When I moved to South Africa though I cleared my UK debts and decided to turn over a new leaf in SA. Since 1981 I have never, ever had credit card debt. The full amount has been paid every month, irrespective of how painful that may have been from time to time. I obviously had to have finance for a car and a bond for a house in the early days but I used any spare cash to pay off the bond and when the lease deal on the car came to an end I decided to buy second hand for cash if possible.

The bond on the house was fully paid off at least fifteen years ago but at the expense of a few foreign holidays and skiing trips. I now have no debt at all because I have, rather stupidly it now seems, decided to build up some reserves for my declining years.

My wife and I also decided to not have children because we weren’t convinced we could afford them. As it happens it was the right decision because we would definitely not have been able to afford them with school fees at R250000 a year.

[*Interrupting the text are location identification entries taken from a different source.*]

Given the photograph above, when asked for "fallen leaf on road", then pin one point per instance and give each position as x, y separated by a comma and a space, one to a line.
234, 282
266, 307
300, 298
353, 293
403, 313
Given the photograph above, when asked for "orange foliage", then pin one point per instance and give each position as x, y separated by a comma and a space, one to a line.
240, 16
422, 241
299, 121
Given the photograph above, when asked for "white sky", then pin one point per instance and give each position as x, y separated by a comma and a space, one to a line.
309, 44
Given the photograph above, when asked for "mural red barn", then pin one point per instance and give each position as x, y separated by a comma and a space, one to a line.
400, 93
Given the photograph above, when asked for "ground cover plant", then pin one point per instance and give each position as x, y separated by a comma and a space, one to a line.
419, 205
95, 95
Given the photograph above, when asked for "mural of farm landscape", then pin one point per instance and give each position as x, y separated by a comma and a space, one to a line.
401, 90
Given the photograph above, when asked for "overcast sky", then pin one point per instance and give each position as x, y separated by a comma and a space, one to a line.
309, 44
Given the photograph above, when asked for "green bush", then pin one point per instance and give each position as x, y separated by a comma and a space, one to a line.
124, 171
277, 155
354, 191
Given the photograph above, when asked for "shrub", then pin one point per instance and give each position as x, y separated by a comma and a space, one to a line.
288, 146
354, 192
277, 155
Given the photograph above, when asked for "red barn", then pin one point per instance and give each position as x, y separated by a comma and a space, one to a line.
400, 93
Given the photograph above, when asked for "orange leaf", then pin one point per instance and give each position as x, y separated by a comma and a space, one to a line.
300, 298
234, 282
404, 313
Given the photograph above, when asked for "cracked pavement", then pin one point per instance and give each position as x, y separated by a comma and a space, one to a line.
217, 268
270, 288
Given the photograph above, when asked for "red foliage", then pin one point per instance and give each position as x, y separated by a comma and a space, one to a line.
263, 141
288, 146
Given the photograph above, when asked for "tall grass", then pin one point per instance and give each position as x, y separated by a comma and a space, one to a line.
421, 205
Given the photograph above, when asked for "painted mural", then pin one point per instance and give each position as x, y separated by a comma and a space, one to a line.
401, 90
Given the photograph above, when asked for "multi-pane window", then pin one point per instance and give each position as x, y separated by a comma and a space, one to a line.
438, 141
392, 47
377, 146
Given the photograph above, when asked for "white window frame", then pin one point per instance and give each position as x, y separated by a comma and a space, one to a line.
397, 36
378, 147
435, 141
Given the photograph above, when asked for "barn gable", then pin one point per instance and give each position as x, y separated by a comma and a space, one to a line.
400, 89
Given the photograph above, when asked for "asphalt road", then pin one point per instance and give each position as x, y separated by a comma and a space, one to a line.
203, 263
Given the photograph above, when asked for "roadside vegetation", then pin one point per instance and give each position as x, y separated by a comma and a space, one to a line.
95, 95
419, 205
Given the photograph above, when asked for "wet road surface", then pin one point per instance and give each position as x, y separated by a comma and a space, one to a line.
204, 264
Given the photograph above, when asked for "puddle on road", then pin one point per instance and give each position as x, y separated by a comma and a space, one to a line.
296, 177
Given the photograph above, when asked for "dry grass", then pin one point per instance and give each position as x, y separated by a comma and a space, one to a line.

This year the repo rate has dropped by 2.25% which means the taxed income that I rely on to live has shrunk by a third. My expenses certainly haven’t shrunk though. My very modest equity portfolio is but a shadow of its former self and, while I’m not pleading poverty, I am seriously considering when I would need to take my own life to avoid the shame I’d bring on the family by dying a pauper. Depending on how much the proposed wealth tax takes from me that is a calculation that will obviously need to be updated every few months.

The reason I accumulated all this “wealth” was to try and cushion myself as much as possible against the horrors of old age. Sure, I have medical aid (which is still allowed) but I may well have to chip in to keep my wife and I in moderate health or to hire the services of a carer. That’s why the money is sitting there waiting for such an emergency. It certainly isn’t about to be spent on a Jaguar I-Pace or a R10 000 a night game lodge.

The proposal is that anybody with a net worth of over R3.6 mln is fair game and should stump up 3% to the government. That net worth calculation would include your home and if you’ve been daft enough to pay it off then it’s the whole amount. This is obviously going to lead to some people having to sell their homes in a very bearish market and for considerably less than they paid for them.

Just to give you some idea of the buoyancy of the market there are currently 171 people trying to sell their homes on Val de Vie estate at a price of more than R4 million according to the Property 24 website. I doubt if there are 171 looking to buy though. That same picture is true of other estates throughout the country and, post Covid-19, the situation can only worsen as banks become very edgy about advancing loans against the security of property.

Most of my friends and acquaintances are continuing to pay staff who are unable to come to work and are either donating to or running feeding schemes in these desperate times. That would almost certainly have to end once the government decide how much to take from you and what to do with it.

And, as the ANC have demonstrated over the past 26 years, the chances of very much of the questionable R143 billion the authors reckon could be raised ever reaching the “pipple on the ground” is remote.

But let’s say that everything went according to plan and 32 000 000 poor people benefitted. That’s a one off payment of R4 468.75 per person. Hardly enough to build a prosperous new life and feed six kids with no other money coming on. I’ve got a feeling I know the sort of people who’ll be buying that new Jaguar I-Pace. Amandla. Viva capitalism viva.